『ビッグ・ナッシング』観劇レポート
日本大学芸術学部演劇学科2年
中山愛弓
 私は『紫気東来―ビッグ・ナッシング』を鑑賞している間、意識的にも無意識的にも作品が持つ意味やメッセージを追いかけ続けてしまっていた。影絵が表している対象は何か、音との関連はどこにあるのか、何を象徴しているシーンなのか、そして、舞台上にダイ・チェンリエンさんが登場する必要性はあるのか。次々と疑問が頭に押し寄せて、この作品をどのように受け入れればよいのか分からず、混乱してしまった。しかし、作品が進んでいくにつれて自分自身のそのような意識に気づくことにも非常に大きな意味があるのではないかと感じるようになった。私は普段、演劇作品を観劇する際、前後のつながりやストーリーの流れ、音の信ぴょう性や色が持つ意味、第四の壁の存在を「当たり前」のように受け入れて、それが崩れると非常に強い違和感を味わうことになる。せっかく観劇に行ってまでスッキリしない気持ちで終わるのは残念な気もするが、果たしてその違和感は無くすべきものだろうか。現実から人間の介錯と表現を通して上演される演劇という芸術作品において観客は完成された作品の上演のみを鑑賞するのが一般的だが、ダイ・チェンリエンさんは効果音の発生源や紙人形を実際に動かす行為を観客に提示することで、どのように作品が創作されているかまでつまびらかにしていた。これによって単なる映像作品ではない形としての訴えかけが生まれているように感じた。自分たちが日々の中で当たり前のように享受している意味世界と、それとはまったく別の次元で存在しながら一致している物質世界。

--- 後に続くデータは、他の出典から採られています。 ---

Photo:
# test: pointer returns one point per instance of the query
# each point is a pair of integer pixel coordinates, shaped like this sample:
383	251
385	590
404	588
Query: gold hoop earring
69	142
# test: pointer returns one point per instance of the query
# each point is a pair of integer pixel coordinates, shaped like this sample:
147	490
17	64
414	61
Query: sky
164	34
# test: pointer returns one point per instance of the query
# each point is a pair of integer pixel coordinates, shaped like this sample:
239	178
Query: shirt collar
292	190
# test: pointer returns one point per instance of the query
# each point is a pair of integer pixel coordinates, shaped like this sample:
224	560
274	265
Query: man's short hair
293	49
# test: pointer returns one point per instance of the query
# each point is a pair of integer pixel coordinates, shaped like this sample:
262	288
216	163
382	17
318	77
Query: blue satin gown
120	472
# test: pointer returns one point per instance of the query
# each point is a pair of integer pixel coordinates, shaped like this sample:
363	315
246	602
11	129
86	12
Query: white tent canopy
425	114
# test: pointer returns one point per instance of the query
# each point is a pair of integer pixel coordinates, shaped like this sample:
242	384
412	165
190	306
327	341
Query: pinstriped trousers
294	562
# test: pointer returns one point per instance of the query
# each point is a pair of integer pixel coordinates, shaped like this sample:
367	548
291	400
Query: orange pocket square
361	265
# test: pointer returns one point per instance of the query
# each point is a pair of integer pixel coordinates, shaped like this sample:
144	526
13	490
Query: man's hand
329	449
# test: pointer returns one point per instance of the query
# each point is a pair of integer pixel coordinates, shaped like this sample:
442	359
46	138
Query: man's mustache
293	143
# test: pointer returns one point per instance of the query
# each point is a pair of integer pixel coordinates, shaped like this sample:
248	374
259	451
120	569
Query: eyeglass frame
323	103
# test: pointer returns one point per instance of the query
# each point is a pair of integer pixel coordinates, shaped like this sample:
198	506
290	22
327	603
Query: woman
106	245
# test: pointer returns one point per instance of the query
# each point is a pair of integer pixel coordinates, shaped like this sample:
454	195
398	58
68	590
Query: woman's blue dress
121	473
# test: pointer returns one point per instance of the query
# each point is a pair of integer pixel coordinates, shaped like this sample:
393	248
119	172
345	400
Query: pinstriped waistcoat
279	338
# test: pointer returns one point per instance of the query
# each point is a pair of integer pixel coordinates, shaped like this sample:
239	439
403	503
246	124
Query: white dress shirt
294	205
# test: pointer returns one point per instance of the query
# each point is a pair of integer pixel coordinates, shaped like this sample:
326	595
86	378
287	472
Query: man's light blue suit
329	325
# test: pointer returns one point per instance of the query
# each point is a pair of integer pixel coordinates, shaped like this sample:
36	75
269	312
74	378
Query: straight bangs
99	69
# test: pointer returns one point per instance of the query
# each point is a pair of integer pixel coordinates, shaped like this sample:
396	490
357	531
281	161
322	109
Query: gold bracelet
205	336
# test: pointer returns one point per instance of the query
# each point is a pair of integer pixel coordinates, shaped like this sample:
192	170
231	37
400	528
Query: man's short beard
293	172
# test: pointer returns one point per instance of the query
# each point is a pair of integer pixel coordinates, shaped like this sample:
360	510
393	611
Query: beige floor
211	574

その両方を感じながら今自分がどこに立っているのかをしっかり見つめ直せと言われているような気分だった。演劇を構築している要素が一度全てバラバラにされて、完全には復元せずに上演することで、それぞれのパーツが溶け出すことなくお互いを違和感として意識し合っている関係性が面白いなとも感じた。コロナ渦で演劇活動が激しく制限された今、私たちが考えるべき芸術の在り方は何だろう、また、どんな挑戦が求められているのだろうと改めて考えさせられる作品だ。意味があるから行動に移すのか、それとも行動を起こせばそこに意味が伴ってくるのか、どのように考えるかは人それぞれだが、少なくとも私たちは今自分なりの答え出す道のりに既に差し掛かっているのだと強く実感した。